Como houve inúmeras oportunidades do ISERJ ter sido o espaço de afetos de Azoilda em seus
múltiplos territórios do saber, a saber: creche, educação infantil, anos iniciais, anos finais, ensino médio, EJA, pós-médio, pedagogia e especialização lato-sensu, os fios soltos que tecerei neste segundo dos sete textos a publicar e serem publicados no Blogueiras Negras se pretende um mosaico de meu outubro rosa, iniciado em setembro e entrelaçado à centralidade do Projeto
“Sempre às Quartas”, idealizado e liderado por mim há três anos, circunscrito às articulações que promovo em meu caminhar como professora da EJA, afetada por multiplicidades de saberes e quereres cujo objetivo maior seja a construção do pensar grande na promoção de vidas que façam pulsar a alegria, o respeito e a construção de coletividades, tecidas por existências plurais.
Pretendo, também, homenagear mulheres e homens que com suas existências e textos deram
sentidos ao meu caminhar, fazendo com que minha saúde mental ficasse em primeiro plano e os significados de “O autocuidado de mulheres negras é revolucionário.” fossem pautados em
novos termos.
Dos lugares da Primavera das Giras
E a música diz “quando entrar setembro e a boa nova é andar nos campos…”. Para mim a boa nova foi frequentar abrigos que com sua multiplicidade de crianças me calaram fundo e me ensinaram outros lugares de afeto. Levei às reuniões das Giras um desejo de parte dos livros infanto-juvenis do Legado de Zó serem doados para dois desses lugares, um de meninas adolescentes no Catete, Zona Sul Carioca outro em Mendes, região Centro-Sul fluminense, onde meninas e meninos, vítimas das desigualdades todas desta nossa mãe (“Pátria”) nada gentil, nada acolhedora, nada sensível às dores do mundo, sobrevivem e insistem em ainda crer na vida. A acolhida com que as meninas do Catete me receberam contando histórias que seriam por elas manipuladas para que as recontassem da forma e maneira que bem quisessem foi magistral.
Fizemos tarjetas juntas, implicamos umas com as outras, elas testaram minhas opiniões acerca da “sisteragem”, termo correlato ao “broderagem” que apreendi como formas de sociabilidades
afetivas e sexuais vivenciadas pelas juventudes na atualidade. Redescobri-me nas lágrimas que
caíram sobre meu rosto após a leitura do “Equilibrista” e do “Coração de Corali”, textos clássicos da literatura infanto-juvenil e de escritoras brancas.
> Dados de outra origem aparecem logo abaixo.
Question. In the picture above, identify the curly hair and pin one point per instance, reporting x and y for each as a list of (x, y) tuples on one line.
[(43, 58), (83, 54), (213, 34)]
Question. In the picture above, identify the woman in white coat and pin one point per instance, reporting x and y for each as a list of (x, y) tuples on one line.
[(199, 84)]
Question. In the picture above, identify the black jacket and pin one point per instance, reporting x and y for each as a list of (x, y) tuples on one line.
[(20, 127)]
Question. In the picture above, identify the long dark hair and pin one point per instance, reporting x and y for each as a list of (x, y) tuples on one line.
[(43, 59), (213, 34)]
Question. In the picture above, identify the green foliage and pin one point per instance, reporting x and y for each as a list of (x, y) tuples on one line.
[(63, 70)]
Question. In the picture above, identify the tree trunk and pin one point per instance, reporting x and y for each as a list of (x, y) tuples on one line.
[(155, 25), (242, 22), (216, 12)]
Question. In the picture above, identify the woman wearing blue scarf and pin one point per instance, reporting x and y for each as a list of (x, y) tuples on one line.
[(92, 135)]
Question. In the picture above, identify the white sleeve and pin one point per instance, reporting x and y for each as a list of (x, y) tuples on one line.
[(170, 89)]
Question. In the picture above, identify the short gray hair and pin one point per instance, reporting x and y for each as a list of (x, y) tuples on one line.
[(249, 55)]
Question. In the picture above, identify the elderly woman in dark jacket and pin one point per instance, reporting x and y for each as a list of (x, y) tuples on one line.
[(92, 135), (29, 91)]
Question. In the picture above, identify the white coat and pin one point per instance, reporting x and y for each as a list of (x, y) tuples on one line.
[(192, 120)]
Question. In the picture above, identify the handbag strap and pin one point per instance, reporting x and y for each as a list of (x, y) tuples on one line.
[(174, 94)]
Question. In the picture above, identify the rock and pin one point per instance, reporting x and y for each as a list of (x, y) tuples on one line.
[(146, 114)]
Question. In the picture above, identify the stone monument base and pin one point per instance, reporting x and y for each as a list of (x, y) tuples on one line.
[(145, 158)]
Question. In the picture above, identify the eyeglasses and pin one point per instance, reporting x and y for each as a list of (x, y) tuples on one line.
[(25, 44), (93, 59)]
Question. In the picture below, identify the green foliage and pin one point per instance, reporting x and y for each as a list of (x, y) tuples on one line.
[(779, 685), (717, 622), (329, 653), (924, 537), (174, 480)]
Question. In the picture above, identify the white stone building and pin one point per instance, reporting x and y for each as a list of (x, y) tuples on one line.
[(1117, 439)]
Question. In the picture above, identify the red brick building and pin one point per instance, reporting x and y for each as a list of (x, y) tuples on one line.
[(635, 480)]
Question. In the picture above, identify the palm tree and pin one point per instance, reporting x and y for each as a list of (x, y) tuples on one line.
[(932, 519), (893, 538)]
Como contraponto, apresentei
Carolina Maria de Jesus, Elisa Lucinda, Conceição Evaristo e Azoilda Loretto da Trindade, ancestral, doadora dos livros que como Corali tinha um buraco no coração, preenchido por uma
longa doença que nos deixou em luto por sua ausência física. Até aquele momento, não havia
percebido o tamanho do buraco em meu coração. As lágrimas compartilhadas com aquelas
meninas adolescentes deram sentidos outros ao porquê de insistir nas giras e no coletivo de
aprendizagens afetivas. Nossos buracos podem ser acolhidos por abraços, por ideias de vida, por celebrações de amor contidas nos livros, nas histórias, nas memórias de cada uma. Saí de lá com uma relação de leitoras e escritoras de si e com a intenção de insistir no que aprendi com Loretto em seu amor pelo “Livro dos Abraços” de Eduardo Galeano e em seu “A Função da Arte/1”, ensinar a ver o mar, o mar de fogueirinhas que somos todos e todas nós, umas de fogo brando, outras de fogaréu que de tanta intensidade, alumiam, queimam, Às vezes até ardem e quem chega perto pode sair chamuscado como na “Função da Arte/2” já citado. Memórias de uma parceria de quase 30 anos que dois anos de luto e saudades das pequenas e grandes implicâncias nas horas de angústias aumentam meu buraco de Corali/Janete.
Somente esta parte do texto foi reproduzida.